I went for a walk-jog this morning and will repeat each day this week as Ray is our normal morning dog-walker but he’s under the weather right now.  It was cool and bright and beautiful outside this morning and my whole body felt like it was absorbing the freshness in the air and injecting that freshness right into my mood.  After our outing, Gracie chilled on her mat by my feet and I had a coffee and rocked on my bench outside.  We even saw a hummingbird go zipping by!

These beauties grow wild just behind my parking spot at work.  Scissors + tall glass of water = instant happy.  And free!

These beauties grow wild just behind my parking spot at work. Scissors + tall glass of water = instant happy. And free!
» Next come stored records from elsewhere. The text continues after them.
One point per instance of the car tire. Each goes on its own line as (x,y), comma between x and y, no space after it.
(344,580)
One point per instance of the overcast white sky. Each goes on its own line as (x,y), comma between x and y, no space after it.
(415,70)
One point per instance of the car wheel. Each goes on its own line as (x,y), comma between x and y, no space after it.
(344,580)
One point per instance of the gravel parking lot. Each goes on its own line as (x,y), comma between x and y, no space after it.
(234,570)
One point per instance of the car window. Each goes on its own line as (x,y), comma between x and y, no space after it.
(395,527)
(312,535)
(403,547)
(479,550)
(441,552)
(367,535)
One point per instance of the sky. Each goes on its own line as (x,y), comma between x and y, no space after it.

I wanted to share this post from Beauty Redefined (www.beautyredefined.net) because it is the basis of how I am learning to treat myself better. 

 BRedefined

Their website was the impetus behind unlocking the door that holds my “real” self inside and letting her out.  The self that deserves love and respect, always.  The self that doesn’t abuse herself mentally over food or weight.  The self that asks for help and prioritizes taking care of herself.  Not later when I’ve run 10km.  Not later when I’ve lost 20#.  Not later when the gym is built or I have more money or I’ve had a boob job.  Right now.  The now that is occurring at every second of every day.  If I really believe that I will deserve more respect and love 20# from now….then by default does that mean that until that happens I have to accept whatever anyone wants to throw at me?  If I believe that my boss will respect me more or reward my efforts more when my boobs are bigger, then by default that means that as a human I deserve nothing….as a pair of breasts I deserve everything.  Bit backwards, ya?  If I really believe that I will be happier with $5,000 in the bank and a tropical vacation under my belt then by default that means that until that happens I’m destined to be miserable, no happiness.  If I don’t love myself then it is impossible for me to believe that Ray loves me; he’ll never win.  No matter how much or how often he shows or tells me that he cares about me and wants me and needs me it will never, ever be enough to convince me.  That’s my issue and one that I am actively working on……….by not believing that I need to be fixed or altered or corrected in order to be loved and respected and valued.  The old Dr. Phil thing is right, you teach people how to treat you….and more, you teach yourself how to treat you. 

I wanted to share that post…and encourage any woman who has ever felt like they don’t match up to what the “ideal” woman looks like or behaves like, to go and check out the website.  And really look at the lies that we’re being fed all day long.  Really listen to who is saying it and what they are trying to get you to believe and for what purpose.  There is no standard, there is no ideal, there is no bar to measure up to.  There is only us, our wants, needs, hopes, dreams. The rest of it does not matter…..it is designed and driven by enormous corporations who do not give a shit about the women they are marketing to or how they feel.  They are trying to sell you something that, no matter how much time, money or effort you put in, you will never get.  Ever.  They are selling you the idea that you are not good enough as you are.  No one should be buying that bullshit.